I would be grateful if you would kindly publish this rejoinder to R.V.’s article under the above caption as published in your edition of 16 to 22 July 2010 with the rider that at least your paper has faithfully reported the judgment. I wish to submit the following comments:
The judgment of the Privy Council is, in my view, a travesty of justice if one were to consider the following facts and matters and more particularly paragraph 41 of the said judgment. The public should be aware that following either a conviction or an acquittal, either party may institute proceedings for damages following allegations made pursuant to article 1382 of the Civil Code. My civil claim was directed against the Bholah brothers and default was recorded against them at the District Court but my claim was dismissed on grounds that have remained a mystery. I appealed against that judgment and again the Bholah brothers did not resist the appeal. Again my appeal was dismissed and the appeal court got in the ring by raising issues which were never raised at all i.e. my conviction by the Intermediate Court. I appealed to the Privy Council and on or about 15 March 2010, the State of Mauritius sought to intervene in the civil appeal on grounds of public policy. And on 29 April 2010 in the morning, the board granted leave to intervene and the matter was heard on 30 April 2010.
Intervention in any civil appeal is not permitted under our laws in Mauritius. My submission had always been that my claim was a civil claim simpliciter and I had not even averred my criminal conviction nor evidenced same before the trial court. But the fact remains that pursuant to section 7 (2) of the Criminal Procedure Act the verdict or judgment in the one case shall not be admitted as evidence in the other.
In the UK, a conviction was not admitted in a subsequent civil suit until the law was amended in 1968 whereby a conviction is now prima facie evidence that a person did commit the offence of which he was found guilty. French jurisprudence is not applicable in Mauritius — incidentally the Supreme Court (Domah and Angoh JJ) simply referred to the criminal conviction to dismiss my appeal. The law in Mauritius has not been amended. In the light of the decision of the Judicial Committee, I am seriously considering that my disciplinary proceedings be re-opened and Bholah be called or tendered as witness as disciplinary proceedings have been interpreted as being civil matter in the case of Chinien.

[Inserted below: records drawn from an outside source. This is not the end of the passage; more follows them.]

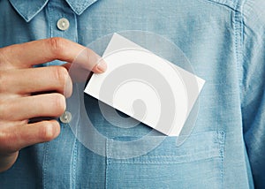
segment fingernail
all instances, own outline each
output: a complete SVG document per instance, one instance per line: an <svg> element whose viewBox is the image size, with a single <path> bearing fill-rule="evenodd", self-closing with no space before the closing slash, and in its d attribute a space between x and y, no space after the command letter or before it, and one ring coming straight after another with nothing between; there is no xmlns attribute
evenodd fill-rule
<svg viewBox="0 0 265 189"><path fill-rule="evenodd" d="M103 59L101 59L99 64L96 64L96 69L99 72L104 72L107 70L107 64Z"/></svg>

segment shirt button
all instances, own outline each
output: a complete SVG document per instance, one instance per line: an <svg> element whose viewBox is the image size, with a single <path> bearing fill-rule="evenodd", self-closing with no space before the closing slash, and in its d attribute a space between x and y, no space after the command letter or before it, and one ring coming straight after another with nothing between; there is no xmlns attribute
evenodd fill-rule
<svg viewBox="0 0 265 189"><path fill-rule="evenodd" d="M64 111L64 113L60 117L60 121L64 124L68 124L71 122L72 114L69 111Z"/></svg>
<svg viewBox="0 0 265 189"><path fill-rule="evenodd" d="M59 30L64 31L70 26L69 20L65 18L62 18L57 21L57 27Z"/></svg>

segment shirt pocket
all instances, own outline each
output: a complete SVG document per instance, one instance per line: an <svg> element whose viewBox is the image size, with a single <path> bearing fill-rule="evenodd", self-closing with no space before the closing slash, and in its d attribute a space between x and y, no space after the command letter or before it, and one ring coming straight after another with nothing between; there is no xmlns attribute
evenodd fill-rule
<svg viewBox="0 0 265 189"><path fill-rule="evenodd" d="M149 142L156 137L150 137ZM180 147L176 137L166 137L154 150L129 159L110 158L116 148L112 140L133 137L108 140L107 188L222 188L223 132L191 135ZM123 150L139 149L128 146Z"/></svg>

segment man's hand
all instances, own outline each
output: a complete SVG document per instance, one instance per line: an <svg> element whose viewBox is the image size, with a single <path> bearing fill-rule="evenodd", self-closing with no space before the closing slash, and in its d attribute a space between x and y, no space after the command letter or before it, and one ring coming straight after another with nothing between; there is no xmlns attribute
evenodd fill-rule
<svg viewBox="0 0 265 189"><path fill-rule="evenodd" d="M0 172L16 161L19 150L55 139L56 120L28 123L33 117L57 117L65 110L72 80L63 66L33 68L55 59L102 72L106 64L92 50L62 38L50 38L0 49ZM69 64L65 64L69 68ZM50 93L50 91L53 91Z"/></svg>

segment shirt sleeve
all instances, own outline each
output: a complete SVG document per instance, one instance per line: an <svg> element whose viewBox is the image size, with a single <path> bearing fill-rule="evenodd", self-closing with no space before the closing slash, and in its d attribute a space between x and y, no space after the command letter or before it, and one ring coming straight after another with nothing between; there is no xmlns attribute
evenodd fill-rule
<svg viewBox="0 0 265 189"><path fill-rule="evenodd" d="M241 110L244 139L254 185L265 187L265 2L242 10Z"/></svg>

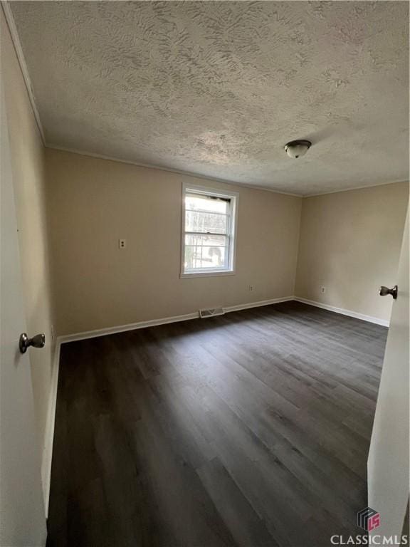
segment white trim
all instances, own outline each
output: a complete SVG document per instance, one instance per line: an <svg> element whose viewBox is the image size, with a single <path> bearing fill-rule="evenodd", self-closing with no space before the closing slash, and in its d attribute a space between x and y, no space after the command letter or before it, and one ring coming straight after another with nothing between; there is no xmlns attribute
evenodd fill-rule
<svg viewBox="0 0 410 547"><path fill-rule="evenodd" d="M36 104L36 99L34 98L34 93L33 91L33 85L31 84L31 80L30 79L30 75L28 74L27 63L26 63L24 54L23 53L21 42L20 41L20 38L19 37L19 32L17 31L17 27L16 26L16 23L14 21L13 13L11 11L11 9L9 5L9 1L8 1L7 0L4 0L4 1L1 2L1 6L3 8L3 13L4 14L4 17L6 18L7 26L9 27L9 30L10 31L10 36L11 36L11 41L13 42L13 45L14 46L16 55L17 56L17 58L19 60L19 64L20 65L20 70L21 71L21 74L23 75L23 79L24 80L24 83L26 84L27 94L28 95L28 99L30 100L31 108L33 109L33 113L34 114L34 118L36 119L36 123L38 128L38 132L40 133L41 140L43 141L43 145L46 146L46 138L44 137L44 131L43 130L43 125L41 125L41 120L40 120L40 115L38 113L37 105Z"/></svg>
<svg viewBox="0 0 410 547"><path fill-rule="evenodd" d="M144 167L145 169L156 169L158 171L165 171L166 172L169 173L177 173L177 174L182 174L186 177L194 177L194 178L201 179L201 180L209 180L211 182L221 182L223 184L228 184L229 186L238 186L240 188L248 188L251 190L261 190L262 192L270 192L273 194L280 194L283 196L290 196L291 197L303 197L302 194L291 194L289 192L281 192L280 190L275 190L273 188L269 188L268 187L266 186L258 186L257 184L253 184L248 182L236 182L233 180L219 179L215 177L207 177L205 174L194 173L191 171L183 171L179 169L172 169L172 167L164 167L162 165L156 165L154 163L141 163L140 162L134 162L132 160L121 160L118 157L107 156L105 154L97 154L93 152L79 150L76 148L68 148L65 146L51 145L48 142L46 142L45 146L46 148L49 148L51 150L61 150L61 152L68 152L70 154L78 154L80 156L85 156L86 157L96 157L98 160L106 160L109 162L125 163L128 165L135 165L137 167Z"/></svg>
<svg viewBox="0 0 410 547"><path fill-rule="evenodd" d="M309 304L309 306L315 306L316 308L322 308L323 310L332 311L335 313L341 313L342 316L349 316L349 317L354 317L356 319L361 319L362 321L375 323L377 325L382 325L384 327L388 327L390 323L387 319L380 319L378 317L373 317L372 316L365 316L364 313L358 313L357 311L345 310L343 308L337 308L335 306L330 306L329 304L322 304L321 302L315 302L312 300L300 298L298 296L295 296L293 300L295 300L296 302L302 302L304 304Z"/></svg>
<svg viewBox="0 0 410 547"><path fill-rule="evenodd" d="M240 310L248 310L249 308L260 308L262 306L270 306L270 304L278 304L280 302L289 302L295 300L294 296L282 296L280 298L270 298L270 300L260 300L258 302L249 302L246 304L237 304L236 306L228 306L224 308L226 313L231 311L239 311Z"/></svg>
<svg viewBox="0 0 410 547"><path fill-rule="evenodd" d="M236 306L228 306L224 307L225 313L230 311L238 311L238 310L246 310L248 308L258 308L261 306L268 306L269 304L275 304L279 302L286 302L293 300L293 296L284 296L280 298L272 298L270 300L262 300L258 302L248 302L244 304L237 304ZM146 327L154 327L157 325L166 325L169 323L178 323L179 321L187 321L190 319L198 319L199 312L196 311L193 313L186 313L183 316L173 316L172 317L164 317L160 319L151 319L148 321L138 321L137 323L130 323L127 325L120 325L117 327L107 327L105 328L98 328L95 330L86 330L83 333L76 333L75 334L67 334L63 336L59 336L58 340L61 344L65 344L68 342L75 342L79 340L86 340L88 338L95 338L98 336L107 336L110 334L116 334L117 333L125 333L127 330L135 330L139 328Z"/></svg>
<svg viewBox="0 0 410 547"><path fill-rule="evenodd" d="M394 180L389 182L378 182L376 184L369 186L355 186L353 188L342 188L340 190L329 190L328 192L321 192L320 194L305 194L302 197L316 197L317 196L326 196L327 194L339 194L341 192L353 192L354 190L365 190L367 188L377 188L378 186L387 186L387 184L399 184L400 182L409 182L407 180Z"/></svg>
<svg viewBox="0 0 410 547"><path fill-rule="evenodd" d="M234 276L236 272L234 270L211 270L205 271L187 271L179 274L180 279L186 279L195 277L219 277L221 276Z"/></svg>
<svg viewBox="0 0 410 547"><path fill-rule="evenodd" d="M362 319L370 323L375 323L377 325L389 326L389 321L384 319L379 319L371 316L365 316L362 313L357 313L354 311L344 310L340 308L336 308L327 304L322 304L320 302L314 302L306 298L300 298L297 296L283 296L279 298L270 298L269 300L261 300L257 302L248 302L243 304L236 304L236 306L228 306L223 308L226 313L230 312L239 311L241 310L247 310L251 308L259 308L263 306L270 306L271 304L279 303L280 302L288 302L289 301L295 301L302 302L305 304L314 306L317 308L322 308L328 311L336 313L342 313L345 316L349 316L357 319ZM57 338L56 349L54 352L54 360L53 367L53 376L51 379L51 392L48 401L48 412L47 415L47 424L46 427L46 441L43 452L43 461L41 465L41 478L43 481L43 490L44 495L44 501L46 507L46 516L48 514L48 501L50 498L50 481L51 476L51 460L53 455L53 442L54 438L54 426L56 422L56 407L57 402L57 388L58 385L58 372L60 365L60 350L61 344L68 342L75 342L80 340L88 338L94 338L98 336L106 336L117 333L123 333L127 330L134 330L146 327L152 327L157 325L165 325L169 323L177 323L179 321L186 321L190 319L197 319L199 317L199 312L193 313L186 313L183 316L174 316L172 317L162 318L160 319L152 319L148 321L139 321L132 323L127 325L122 325L117 327L107 327L106 328L100 328L95 330L88 330L83 333L77 333L76 334L69 334L64 336L59 336Z"/></svg>
<svg viewBox="0 0 410 547"><path fill-rule="evenodd" d="M179 321L187 321L189 319L197 319L199 317L199 312L194 313L186 313L183 316L174 316L172 317L165 317L161 319L151 319L148 321L138 321L137 323L130 323L127 325L120 325L117 327L107 327L106 328L98 328L95 330L86 330L83 333L76 333L75 334L67 334L60 336L61 343L65 344L68 342L75 342L78 340L86 340L88 338L95 338L98 336L106 336L109 334L116 334L117 333L125 333L127 330L135 330L138 328L144 328L145 327L154 327L157 325L166 325L168 323L177 323Z"/></svg>
<svg viewBox="0 0 410 547"><path fill-rule="evenodd" d="M44 496L46 518L48 516L48 501L50 500L50 483L51 480L51 459L53 457L53 442L54 440L54 425L56 423L56 407L57 405L57 387L58 385L58 370L60 368L60 348L61 343L58 338L54 348L51 390L48 397L47 421L43 457L41 459L41 483Z"/></svg>
<svg viewBox="0 0 410 547"><path fill-rule="evenodd" d="M211 268L198 269L190 271L184 271L184 259L185 255L185 195L186 193L198 194L204 196L214 195L216 197L228 198L229 226L227 234L221 234L228 236L228 264L226 268L212 269ZM214 276L234 275L236 263L236 230L238 227L238 209L239 202L239 193L222 188L214 187L200 186L191 184L188 182L182 182L182 194L181 204L181 264L179 269L179 278L184 279L189 277L211 277Z"/></svg>

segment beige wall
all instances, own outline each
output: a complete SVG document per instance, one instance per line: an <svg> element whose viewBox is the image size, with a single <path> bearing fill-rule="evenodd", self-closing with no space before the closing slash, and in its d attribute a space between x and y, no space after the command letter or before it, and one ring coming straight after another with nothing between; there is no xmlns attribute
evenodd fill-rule
<svg viewBox="0 0 410 547"><path fill-rule="evenodd" d="M41 449L44 449L53 354L44 148L1 9L0 18L1 72L10 134L27 330L30 335L44 333L46 340L46 347L41 351L30 350L38 442Z"/></svg>
<svg viewBox="0 0 410 547"><path fill-rule="evenodd" d="M389 319L408 199L406 182L303 199L296 296Z"/></svg>
<svg viewBox="0 0 410 547"><path fill-rule="evenodd" d="M46 160L58 334L293 293L300 198L58 150ZM239 192L236 275L179 278L184 181Z"/></svg>

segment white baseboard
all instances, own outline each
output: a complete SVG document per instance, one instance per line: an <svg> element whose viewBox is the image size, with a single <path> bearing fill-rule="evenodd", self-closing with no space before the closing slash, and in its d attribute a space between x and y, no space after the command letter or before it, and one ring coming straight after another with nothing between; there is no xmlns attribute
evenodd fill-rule
<svg viewBox="0 0 410 547"><path fill-rule="evenodd" d="M228 306L224 308L224 311L228 313L231 311L238 311L245 310L248 308L258 308L260 306L268 306L269 304L275 304L278 302L286 302L289 300L293 300L293 296L284 296L280 298L271 298L270 300L261 300L258 302L248 302L244 304L238 304L237 306ZM185 313L183 316L173 316L172 317L164 317L159 319L151 319L148 321L138 321L137 323L130 323L127 325L120 325L117 327L107 327L106 328L98 328L95 330L86 330L83 333L76 333L75 334L68 334L60 336L58 340L61 344L67 342L75 342L79 340L86 340L88 338L95 338L97 336L106 336L109 334L116 334L117 333L125 333L127 330L135 330L138 328L145 328L146 327L154 327L157 325L166 325L169 323L178 323L179 321L186 321L190 319L197 319L199 317L199 311L192 313Z"/></svg>
<svg viewBox="0 0 410 547"><path fill-rule="evenodd" d="M48 397L47 422L43 455L41 459L41 483L44 496L46 518L48 516L48 501L50 499L50 481L51 479L51 459L53 457L53 442L54 440L54 424L56 423L56 407L57 405L57 387L58 385L58 369L60 367L61 342L57 339L53 359L51 374L51 390Z"/></svg>
<svg viewBox="0 0 410 547"><path fill-rule="evenodd" d="M341 313L342 316L349 316L349 317L354 317L355 319L361 319L362 321L375 323L377 325L382 325L384 327L388 327L390 323L390 321L388 321L387 319L380 319L378 317L373 317L372 316L365 316L364 313L358 313L357 311L345 310L342 308L336 308L335 306L322 304L321 302L315 302L312 300L300 298L298 296L295 296L293 300L295 300L297 302L303 302L304 304L315 306L316 308L322 308L322 309L327 310L328 311L333 311L335 313Z"/></svg>
<svg viewBox="0 0 410 547"><path fill-rule="evenodd" d="M270 300L262 300L257 302L248 302L244 304L237 304L236 306L228 306L224 308L224 311L228 313L232 311L239 311L250 308L258 308L262 306L269 306L276 304L280 302L288 302L289 301L296 301L303 302L305 304L315 306L317 308L322 308L329 311L342 313L344 316L349 316L357 319L362 319L370 323L375 323L378 325L389 326L389 321L384 319L379 319L371 316L365 316L362 313L357 313L355 311L344 310L341 308L336 308L327 304L322 304L320 302L314 302L305 298L300 298L296 296L284 296L280 298L271 298ZM93 338L98 336L105 336L109 334L115 334L116 333L123 333L127 330L134 330L138 328L144 328L145 327L152 327L157 325L165 325L169 323L177 323L178 321L186 321L189 319L196 319L199 318L199 313L186 313L183 316L174 316L173 317L165 317L160 319L152 319L149 321L139 321L138 323L132 323L128 325L121 325L117 327L108 327L107 328L100 328L95 330L88 330L83 333L76 334L69 334L65 336L59 336L57 338L56 349L54 352L54 360L53 364L53 376L51 379L51 392L48 401L48 414L47 416L47 424L46 429L46 442L43 452L43 459L41 465L41 478L43 481L43 490L44 494L44 501L46 506L46 516L48 514L48 500L50 497L50 481L51 477L51 459L53 455L53 442L54 438L54 424L56 420L56 406L57 402L57 387L58 384L58 370L60 365L60 350L61 344L68 342L74 342L87 338Z"/></svg>

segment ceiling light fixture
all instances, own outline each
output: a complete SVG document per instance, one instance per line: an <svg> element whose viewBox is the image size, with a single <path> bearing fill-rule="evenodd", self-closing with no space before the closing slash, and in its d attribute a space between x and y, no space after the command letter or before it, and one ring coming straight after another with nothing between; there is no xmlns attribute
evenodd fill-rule
<svg viewBox="0 0 410 547"><path fill-rule="evenodd" d="M311 146L310 140L291 140L285 145L285 150L289 157L297 158L304 156Z"/></svg>

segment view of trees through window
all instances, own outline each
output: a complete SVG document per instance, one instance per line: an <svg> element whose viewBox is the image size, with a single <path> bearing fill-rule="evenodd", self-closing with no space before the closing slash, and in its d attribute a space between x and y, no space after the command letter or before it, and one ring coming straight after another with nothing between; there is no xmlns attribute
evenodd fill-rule
<svg viewBox="0 0 410 547"><path fill-rule="evenodd" d="M228 267L230 200L185 197L184 271Z"/></svg>

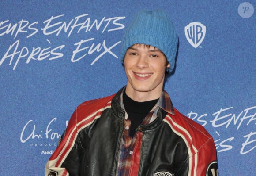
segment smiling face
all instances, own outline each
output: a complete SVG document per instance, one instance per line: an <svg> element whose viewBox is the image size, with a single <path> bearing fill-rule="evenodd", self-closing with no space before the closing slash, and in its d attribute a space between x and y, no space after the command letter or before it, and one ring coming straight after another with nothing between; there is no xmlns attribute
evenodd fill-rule
<svg viewBox="0 0 256 176"><path fill-rule="evenodd" d="M127 50L124 59L127 76L126 93L137 101L158 98L162 93L165 71L170 65L158 48L136 44Z"/></svg>

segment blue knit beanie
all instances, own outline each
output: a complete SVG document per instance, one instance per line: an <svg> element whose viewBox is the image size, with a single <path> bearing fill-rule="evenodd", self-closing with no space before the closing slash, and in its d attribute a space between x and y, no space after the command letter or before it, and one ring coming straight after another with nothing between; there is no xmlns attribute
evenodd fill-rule
<svg viewBox="0 0 256 176"><path fill-rule="evenodd" d="M178 36L168 14L163 11L139 12L126 30L122 40L121 54L124 58L126 50L136 43L156 47L166 55L173 69L177 50Z"/></svg>

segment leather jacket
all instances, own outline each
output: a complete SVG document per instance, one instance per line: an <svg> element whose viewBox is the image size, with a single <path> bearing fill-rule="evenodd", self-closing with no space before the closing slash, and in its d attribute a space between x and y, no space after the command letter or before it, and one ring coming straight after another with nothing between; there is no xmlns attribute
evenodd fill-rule
<svg viewBox="0 0 256 176"><path fill-rule="evenodd" d="M121 92L77 107L46 164L45 176L117 175L124 128L125 112L118 102ZM139 140L129 176L218 175L212 137L202 126L173 110L171 114L159 108L155 120L137 128Z"/></svg>

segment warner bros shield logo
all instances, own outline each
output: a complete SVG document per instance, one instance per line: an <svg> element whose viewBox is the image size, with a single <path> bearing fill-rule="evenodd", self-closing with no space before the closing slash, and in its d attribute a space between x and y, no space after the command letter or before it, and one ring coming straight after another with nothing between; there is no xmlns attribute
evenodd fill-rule
<svg viewBox="0 0 256 176"><path fill-rule="evenodd" d="M193 22L185 27L185 35L187 40L195 48L196 48L203 42L206 27L199 22Z"/></svg>

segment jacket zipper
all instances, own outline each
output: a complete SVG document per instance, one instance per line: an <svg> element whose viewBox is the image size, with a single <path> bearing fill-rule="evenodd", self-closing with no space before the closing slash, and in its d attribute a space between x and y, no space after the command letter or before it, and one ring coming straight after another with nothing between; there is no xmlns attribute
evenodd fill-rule
<svg viewBox="0 0 256 176"><path fill-rule="evenodd" d="M117 174L118 173L118 165L119 165L119 155L120 154L120 150L121 150L121 147L122 145L122 137L123 137L123 135L124 133L124 123L123 122L123 129L122 129L122 132L121 133L121 135L119 136L119 147L118 147L118 150L117 151L117 163L116 164L116 173L115 175L117 176Z"/></svg>
<svg viewBox="0 0 256 176"><path fill-rule="evenodd" d="M145 132L144 131L142 132L142 137L141 138L141 145L140 145L140 149L139 149L139 154L140 155L140 158L139 158L139 170L138 171L138 176L139 176L140 175L140 171L141 170L141 163L142 162L142 148L143 148L142 147L143 146L144 144L143 141L144 140L143 138L144 138L144 134Z"/></svg>

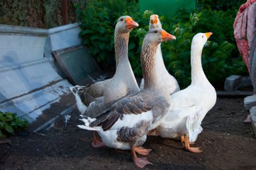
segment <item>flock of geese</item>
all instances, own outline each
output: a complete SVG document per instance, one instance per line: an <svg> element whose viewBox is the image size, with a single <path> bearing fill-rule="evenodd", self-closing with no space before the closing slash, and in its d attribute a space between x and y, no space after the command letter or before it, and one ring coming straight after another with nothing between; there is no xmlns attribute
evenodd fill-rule
<svg viewBox="0 0 256 170"><path fill-rule="evenodd" d="M176 38L162 29L158 15L150 16L150 30L143 41L143 79L139 88L128 59L129 34L138 26L129 16L117 20L117 69L113 78L70 89L84 122L78 127L94 131L92 146L131 150L134 163L143 168L152 163L146 157L137 157L136 153L149 155L151 149L142 146L148 135L179 138L186 150L201 152L190 145L202 131L201 122L215 105L216 93L201 65L203 48L212 34L198 33L193 37L191 84L180 90L177 81L164 66L160 46L162 42Z"/></svg>

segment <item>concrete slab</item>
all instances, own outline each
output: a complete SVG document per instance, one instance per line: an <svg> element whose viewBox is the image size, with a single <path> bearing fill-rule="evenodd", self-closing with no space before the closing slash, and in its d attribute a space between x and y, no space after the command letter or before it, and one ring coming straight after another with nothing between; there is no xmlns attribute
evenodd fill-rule
<svg viewBox="0 0 256 170"><path fill-rule="evenodd" d="M247 96L244 99L244 105L246 110L249 110L256 105L256 95Z"/></svg>
<svg viewBox="0 0 256 170"><path fill-rule="evenodd" d="M253 131L256 135L256 106L251 108L250 110L250 115L251 118L251 125L253 126Z"/></svg>
<svg viewBox="0 0 256 170"><path fill-rule="evenodd" d="M0 24L0 110L30 123L70 93L55 70L53 50L81 43L79 24L37 29Z"/></svg>

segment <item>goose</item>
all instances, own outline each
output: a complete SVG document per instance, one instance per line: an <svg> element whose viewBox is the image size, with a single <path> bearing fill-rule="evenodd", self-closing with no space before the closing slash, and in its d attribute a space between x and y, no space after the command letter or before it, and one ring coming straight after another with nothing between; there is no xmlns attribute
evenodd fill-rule
<svg viewBox="0 0 256 170"><path fill-rule="evenodd" d="M216 92L203 73L201 52L211 32L199 33L192 40L191 65L191 84L170 96L168 114L151 135L162 138L181 138L185 148L200 153L199 148L191 147L203 128L201 122L216 102Z"/></svg>
<svg viewBox="0 0 256 170"><path fill-rule="evenodd" d="M156 52L159 43L176 38L162 29L149 30L143 39L141 62L145 85L142 91L119 100L101 116L82 116L78 127L96 130L106 146L131 150L134 163L143 168L152 163L135 153L148 155L150 149L141 146L148 132L156 128L170 106L170 95L156 74Z"/></svg>
<svg viewBox="0 0 256 170"><path fill-rule="evenodd" d="M130 16L122 16L117 20L115 30L117 69L112 79L70 88L82 114L90 118L97 117L119 98L139 91L128 59L129 33L138 26ZM92 146L100 147L104 145L94 132Z"/></svg>
<svg viewBox="0 0 256 170"><path fill-rule="evenodd" d="M156 14L153 14L150 16L150 30L154 28L162 28L162 24L159 19L159 16ZM166 88L170 94L172 94L180 90L178 82L176 79L169 74L165 67L162 55L161 44L159 44L156 50L156 70L158 75L161 78L162 83L164 85L164 88ZM141 83L139 86L139 89L142 90L144 87L144 79L141 79Z"/></svg>

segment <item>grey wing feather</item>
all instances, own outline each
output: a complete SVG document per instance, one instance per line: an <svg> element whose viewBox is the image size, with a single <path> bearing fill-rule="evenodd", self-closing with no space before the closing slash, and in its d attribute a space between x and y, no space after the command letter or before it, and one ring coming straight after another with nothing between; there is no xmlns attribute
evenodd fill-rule
<svg viewBox="0 0 256 170"><path fill-rule="evenodd" d="M150 111L153 102L146 96L135 95L123 98L116 102L97 120L90 124L90 126L102 126L104 130L110 129L124 114L139 114Z"/></svg>

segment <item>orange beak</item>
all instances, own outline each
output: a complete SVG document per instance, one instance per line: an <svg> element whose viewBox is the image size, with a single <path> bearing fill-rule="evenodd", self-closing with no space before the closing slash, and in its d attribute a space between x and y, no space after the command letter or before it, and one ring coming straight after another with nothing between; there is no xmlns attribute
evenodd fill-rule
<svg viewBox="0 0 256 170"><path fill-rule="evenodd" d="M176 40L176 37L174 36L172 36L172 34L168 33L167 32L164 30L161 31L162 34L162 40L164 41L168 41L170 40Z"/></svg>
<svg viewBox="0 0 256 170"><path fill-rule="evenodd" d="M152 15L150 16L150 24L158 24L158 15Z"/></svg>
<svg viewBox="0 0 256 170"><path fill-rule="evenodd" d="M127 17L125 19L126 21L126 28L127 29L132 29L133 28L139 26L139 24L133 20L130 17Z"/></svg>
<svg viewBox="0 0 256 170"><path fill-rule="evenodd" d="M204 34L205 34L206 38L207 38L207 39L208 40L209 37L210 37L210 36L212 36L212 32L206 32L206 33L205 33Z"/></svg>

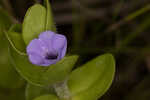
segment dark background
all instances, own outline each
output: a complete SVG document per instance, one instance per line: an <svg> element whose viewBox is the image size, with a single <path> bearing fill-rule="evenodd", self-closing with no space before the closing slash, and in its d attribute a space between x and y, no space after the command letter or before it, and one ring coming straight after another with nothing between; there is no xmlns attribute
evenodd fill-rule
<svg viewBox="0 0 150 100"><path fill-rule="evenodd" d="M1 0L15 23L35 2ZM100 100L150 100L150 0L50 0L57 31L77 65L104 53L116 58L116 76ZM7 91L6 91L7 92Z"/></svg>

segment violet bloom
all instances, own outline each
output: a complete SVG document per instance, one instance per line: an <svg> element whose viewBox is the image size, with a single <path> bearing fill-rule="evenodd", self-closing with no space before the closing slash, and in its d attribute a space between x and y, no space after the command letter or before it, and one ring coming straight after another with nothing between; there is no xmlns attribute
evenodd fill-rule
<svg viewBox="0 0 150 100"><path fill-rule="evenodd" d="M32 64L49 66L61 60L67 49L67 39L64 35L45 31L38 39L33 39L27 46L27 54Z"/></svg>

And I quote from para 41 of the judgment: “No equivalent amendment has been made in Mauritius. So the position remains that, in the present proceedings, for example, the defendants could not introduce evidence of Mr Hurnam’s conviction as evidence that he had committed the offence of which he was convicted. That would be of some possible relevance in legitimate proceedings brought by Mr Hurnam against Kailash and Bholah.”
Although RV touches upon same as an introductory matter and comments that the authorities should consider amending the law, he does not hint on the fact that the law should be applicable as it stands nor does he comment on the intervention of the State on ground of public policy which intervention is not permitted under section 81 of the Constitution. This procedure obtains in the UK under 27 (1) and (2) of the Privy Council Rules. Whether this provision is repugnant to the Constitution is still an issue which the Judicial Committee did not consider!
Whither Justice!!! And in the disciplinary proceedings against me, the conviction per se was used to have my name struck off the Roll and my motion that the conviction could not be used or that Bholah should be called as witness was refused by the Disciplinary Bench.
* * *
Why ban private tuitions?
The Government Teachers’ Union (GTU) is one of the largest unions in Mauritius and consists of around 5000 members who are all primary school teachers. The GTU concurs with the views of your correspondent LEX on private tuition as stated in the Mauritius Times of Friday 16 July 2010.
As GTU president, I have always denounced the black sheep within the profession. The Union is also very much concerned about the 30% failure rate at CPE each year and will do what it can to bring down the rate of failure to its lowest possible level. However, banning private tuition will not be the ideal solution, nor even will the implementation of the ‘Enhancement Programme’ be for that matter. Private tuition is not meant for completion of syllabus but rather consolidates what has already been taught through drills and revision exercises under the teacher’s supervision.
I have always maintained that Std IV remains the foundation of the CPE and unless and until that exam is not done away with, the preparation of all pupils as from Std IV should remain unchanged.